Elasticsearch sizing and update in a docker enviroment

Hello everybody,

I am currently taking over our Elastic cluster at my company after the person who set it up and managed it so far left the company. Given my limited experience with the ELK stack, I have a few questions when it comes to setting up the environment appropriately and choosing the correct size.

Currently, we have about 470GB of data on our Elasticsearch nodes. The way it is set up is as follows: 1 Ubuntu virtualized host system with 8 CPU cores, 32GB of RAM, and 2TB SSD disk space. The Ubuntu machine hosts Kibana and two Elasticsearch containers with a replica of 1. Right now, the whole environment is running on version 7.12 and was built using the ElastDocker GitHub repository.

While digging through the documentation for a bit, I was confused as to why my predecessor set up the environment this way, since there is no failover in case the one Ubuntu VM crashes.

I am now wondering the following: What size should our cluster be, in terms of nodes with which computing resources? I know this depends on a few factors and will be specific on a case-by-case basis, but with 470GB of data already and about 3GB of additional data per day, which should be accessible for 2 years, and the following Elastic metrics. Maybe someone can give me a rough guideline on how I should go about structuring it.

Running 7.12 also seems like an ancient old version, so how easily can I upgrade to the latest 8.x version? Can I, in theory, add a third container to our cluster that is already running the higher version and do a rolling update, one node after the other, without having to take the whole environment down?

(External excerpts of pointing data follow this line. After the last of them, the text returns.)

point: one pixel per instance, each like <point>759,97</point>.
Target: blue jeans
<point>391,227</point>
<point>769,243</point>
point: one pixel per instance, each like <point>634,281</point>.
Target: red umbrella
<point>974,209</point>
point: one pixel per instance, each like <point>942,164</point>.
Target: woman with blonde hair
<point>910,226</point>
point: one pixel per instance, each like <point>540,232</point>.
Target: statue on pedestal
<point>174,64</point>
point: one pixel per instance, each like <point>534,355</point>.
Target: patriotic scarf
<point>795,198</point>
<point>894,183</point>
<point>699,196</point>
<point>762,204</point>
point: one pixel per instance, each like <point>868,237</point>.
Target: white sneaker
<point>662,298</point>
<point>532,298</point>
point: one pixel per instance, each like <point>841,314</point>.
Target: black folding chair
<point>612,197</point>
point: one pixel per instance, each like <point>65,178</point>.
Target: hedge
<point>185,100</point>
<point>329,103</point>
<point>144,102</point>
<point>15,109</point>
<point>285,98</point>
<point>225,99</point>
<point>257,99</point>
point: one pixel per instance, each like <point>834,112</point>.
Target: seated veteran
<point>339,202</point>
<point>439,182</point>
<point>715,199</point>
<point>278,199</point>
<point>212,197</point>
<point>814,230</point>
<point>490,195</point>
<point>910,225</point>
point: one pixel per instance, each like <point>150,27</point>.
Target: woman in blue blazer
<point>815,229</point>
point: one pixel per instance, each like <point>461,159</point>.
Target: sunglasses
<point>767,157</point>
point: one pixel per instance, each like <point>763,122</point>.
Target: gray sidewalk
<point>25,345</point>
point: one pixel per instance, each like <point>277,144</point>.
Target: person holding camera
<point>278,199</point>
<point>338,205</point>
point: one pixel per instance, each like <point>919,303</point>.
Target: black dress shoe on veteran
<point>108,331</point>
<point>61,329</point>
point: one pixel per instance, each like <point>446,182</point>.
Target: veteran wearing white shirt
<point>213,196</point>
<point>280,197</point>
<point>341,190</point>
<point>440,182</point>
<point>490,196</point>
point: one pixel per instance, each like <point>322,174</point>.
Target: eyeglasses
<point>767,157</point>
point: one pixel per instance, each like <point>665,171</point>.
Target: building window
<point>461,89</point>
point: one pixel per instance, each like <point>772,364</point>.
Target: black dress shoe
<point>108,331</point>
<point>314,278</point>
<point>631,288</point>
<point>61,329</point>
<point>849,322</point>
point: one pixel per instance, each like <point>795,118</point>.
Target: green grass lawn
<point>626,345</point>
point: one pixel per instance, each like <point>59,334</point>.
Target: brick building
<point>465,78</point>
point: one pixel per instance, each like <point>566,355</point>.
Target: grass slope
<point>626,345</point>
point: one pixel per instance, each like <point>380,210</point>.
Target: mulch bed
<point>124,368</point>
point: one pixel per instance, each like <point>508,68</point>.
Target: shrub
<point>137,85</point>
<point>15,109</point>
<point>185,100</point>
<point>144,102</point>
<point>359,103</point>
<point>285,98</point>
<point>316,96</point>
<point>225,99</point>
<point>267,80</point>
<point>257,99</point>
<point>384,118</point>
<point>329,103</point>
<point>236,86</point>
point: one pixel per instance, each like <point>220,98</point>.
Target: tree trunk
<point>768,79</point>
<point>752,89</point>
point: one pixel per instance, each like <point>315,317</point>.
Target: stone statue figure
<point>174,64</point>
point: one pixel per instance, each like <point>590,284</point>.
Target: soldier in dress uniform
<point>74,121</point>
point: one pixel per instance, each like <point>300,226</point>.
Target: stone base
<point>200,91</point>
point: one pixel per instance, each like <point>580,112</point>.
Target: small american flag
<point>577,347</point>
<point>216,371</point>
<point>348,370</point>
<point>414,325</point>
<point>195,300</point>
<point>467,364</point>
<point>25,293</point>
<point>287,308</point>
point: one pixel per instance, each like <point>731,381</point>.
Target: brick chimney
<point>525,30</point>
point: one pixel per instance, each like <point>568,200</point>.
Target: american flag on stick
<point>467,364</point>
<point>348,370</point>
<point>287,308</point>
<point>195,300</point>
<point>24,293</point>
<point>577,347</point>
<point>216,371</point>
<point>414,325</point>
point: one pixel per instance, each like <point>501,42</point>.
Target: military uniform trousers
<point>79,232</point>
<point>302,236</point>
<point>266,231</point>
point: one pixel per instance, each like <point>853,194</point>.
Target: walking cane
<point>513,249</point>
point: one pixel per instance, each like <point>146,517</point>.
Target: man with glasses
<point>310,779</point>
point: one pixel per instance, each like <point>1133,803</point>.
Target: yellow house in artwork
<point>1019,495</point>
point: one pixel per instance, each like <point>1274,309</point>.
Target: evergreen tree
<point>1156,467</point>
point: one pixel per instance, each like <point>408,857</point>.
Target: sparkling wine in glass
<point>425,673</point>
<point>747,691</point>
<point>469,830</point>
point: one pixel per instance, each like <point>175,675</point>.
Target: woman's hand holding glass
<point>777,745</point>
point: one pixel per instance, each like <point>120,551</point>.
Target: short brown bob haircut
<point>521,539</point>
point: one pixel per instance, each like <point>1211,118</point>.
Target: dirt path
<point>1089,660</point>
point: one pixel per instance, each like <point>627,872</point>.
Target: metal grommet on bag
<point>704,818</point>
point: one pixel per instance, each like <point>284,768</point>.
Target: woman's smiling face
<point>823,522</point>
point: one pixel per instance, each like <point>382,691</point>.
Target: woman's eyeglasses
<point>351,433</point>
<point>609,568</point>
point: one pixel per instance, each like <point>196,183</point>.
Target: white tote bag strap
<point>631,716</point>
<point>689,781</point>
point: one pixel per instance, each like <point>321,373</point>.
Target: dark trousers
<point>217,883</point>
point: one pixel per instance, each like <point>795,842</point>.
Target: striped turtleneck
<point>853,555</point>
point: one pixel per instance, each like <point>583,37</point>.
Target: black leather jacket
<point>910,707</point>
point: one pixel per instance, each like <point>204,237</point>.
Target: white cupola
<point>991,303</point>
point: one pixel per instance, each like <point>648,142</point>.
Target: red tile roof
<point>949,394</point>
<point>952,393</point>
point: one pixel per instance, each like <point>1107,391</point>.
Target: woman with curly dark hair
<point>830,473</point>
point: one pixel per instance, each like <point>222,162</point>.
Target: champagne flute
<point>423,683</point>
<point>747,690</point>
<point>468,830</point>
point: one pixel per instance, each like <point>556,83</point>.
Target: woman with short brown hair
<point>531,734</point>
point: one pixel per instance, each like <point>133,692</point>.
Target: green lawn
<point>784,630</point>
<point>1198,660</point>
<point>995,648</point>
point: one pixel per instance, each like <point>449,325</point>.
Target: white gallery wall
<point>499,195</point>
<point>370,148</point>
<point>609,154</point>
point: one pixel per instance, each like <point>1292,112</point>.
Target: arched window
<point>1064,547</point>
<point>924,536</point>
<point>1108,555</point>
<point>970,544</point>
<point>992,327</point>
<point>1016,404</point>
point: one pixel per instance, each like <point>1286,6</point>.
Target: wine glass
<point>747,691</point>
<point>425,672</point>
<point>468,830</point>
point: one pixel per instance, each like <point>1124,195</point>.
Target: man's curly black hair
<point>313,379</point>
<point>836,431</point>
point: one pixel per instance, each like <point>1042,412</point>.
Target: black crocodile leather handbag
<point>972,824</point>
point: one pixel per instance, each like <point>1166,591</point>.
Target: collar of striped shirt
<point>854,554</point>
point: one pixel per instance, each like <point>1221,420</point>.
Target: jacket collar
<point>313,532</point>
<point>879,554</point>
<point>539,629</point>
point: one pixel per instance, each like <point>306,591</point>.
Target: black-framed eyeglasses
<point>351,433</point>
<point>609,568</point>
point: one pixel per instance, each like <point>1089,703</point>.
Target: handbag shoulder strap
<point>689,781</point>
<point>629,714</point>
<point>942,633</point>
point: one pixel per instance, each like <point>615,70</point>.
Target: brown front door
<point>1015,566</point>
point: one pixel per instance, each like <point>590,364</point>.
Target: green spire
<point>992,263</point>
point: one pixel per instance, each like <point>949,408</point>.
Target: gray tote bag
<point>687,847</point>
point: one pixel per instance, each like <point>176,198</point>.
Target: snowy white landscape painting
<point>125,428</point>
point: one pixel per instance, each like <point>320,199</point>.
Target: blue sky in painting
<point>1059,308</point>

Also are there sources to learn about setting up the whole Elastic infrastructure, such as courses, videos, or tutorials, you guys can recommend for a beginner? I noticed that there is the Elastic-Engineer certification itself, but that seems more targeted at developers using the data than for admins setting up the environment, right?

Any advice and pointing in the right direction is much appreciated. Cheers!

Welcome to our community! :smiley:

Yes, this is a very good way to go about doing it! The first thing you will want to do though is upgrade those nodes to 7.17, then add the 8.X nodes and roll the old ones out.

Yeah that's a bit of a doozy if it's a VM. You would be better off putting each Elasticsearch node on it's own VM.